The narratives shift in a more sci-fi direction depicting dystopia with Uncle Acid’s latest full-length studio offering, 2018’s Wasteland. A wall of crunching chords, laced with spoken word dialogue and pulsing synths, signal the opener, “I See Through You.” The low and slow “No Return” builds to a beautiful sounding outro with synthesizers reminiscent of the krautrock acts coming out of Germany in the ’70s. “Blood Runner” packs in this intense amount of speed and muscle that makes it come across as an exquisite piece of power metal. “Stranger Tonight” is a swaggering piece of psych-pop. The acoustic guitars and mellotrons create a calm atmosphere for the folky title track until the electric guitars swell in and bring forth the despair. There is a slight Arabic feel on some of the lead riffs in “Bedouin.” The album’s closer “Exodus” wraps up with an evil synth-driven march that ends abruptly, intensifying the tension.
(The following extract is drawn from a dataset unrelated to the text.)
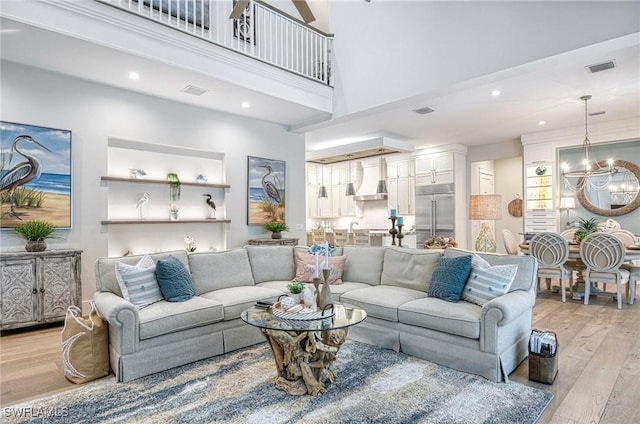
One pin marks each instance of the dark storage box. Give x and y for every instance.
(543, 368)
If I were to sell Uncle Acid & the Deadbeats to an old soul, they would feel right at home with this band. There is an obvious Black Sabbath similarity with their crunchy Iommic riffs, but with a heightened sense of doom and fuzz. As heavy as they are, they are unbelievably melodic to the point where they can be deemed “poppy” in some respects. Kevin Starrs’ vocals are a hybrid of Ozzy Osbourne, John Lennon, and Neil Young. With added distortion and tasteful harmonies, they create this eerie element that perfectly compliments the doomy riffs.
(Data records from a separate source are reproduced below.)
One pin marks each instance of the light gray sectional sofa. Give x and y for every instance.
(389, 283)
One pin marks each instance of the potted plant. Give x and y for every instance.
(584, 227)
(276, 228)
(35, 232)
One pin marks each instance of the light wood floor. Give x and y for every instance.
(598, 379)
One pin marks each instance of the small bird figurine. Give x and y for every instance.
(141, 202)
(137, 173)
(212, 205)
For anyone interested in horror and the occult, the lyrics and album concepts can easily attract them. The grim nature of the subject matters they delve into goes hand in hand with the heaviness of the music. While Uncle Acid’s sound has evolved to work in more elements to provide some light and shade, outsiders could go as far as to say that when you hear one song, you’ve listened to them all. It can sometimes come across as an ACϟDC situation; it may all sound the same, but the style suits them well, and they do a damn good job at executing it. Besides, occult doom bands are always welcome in the ever-broad musical climate of today. It is safe to say that Uncle Acid & the Deadbeats is indeed a modern-day Black Sabbath.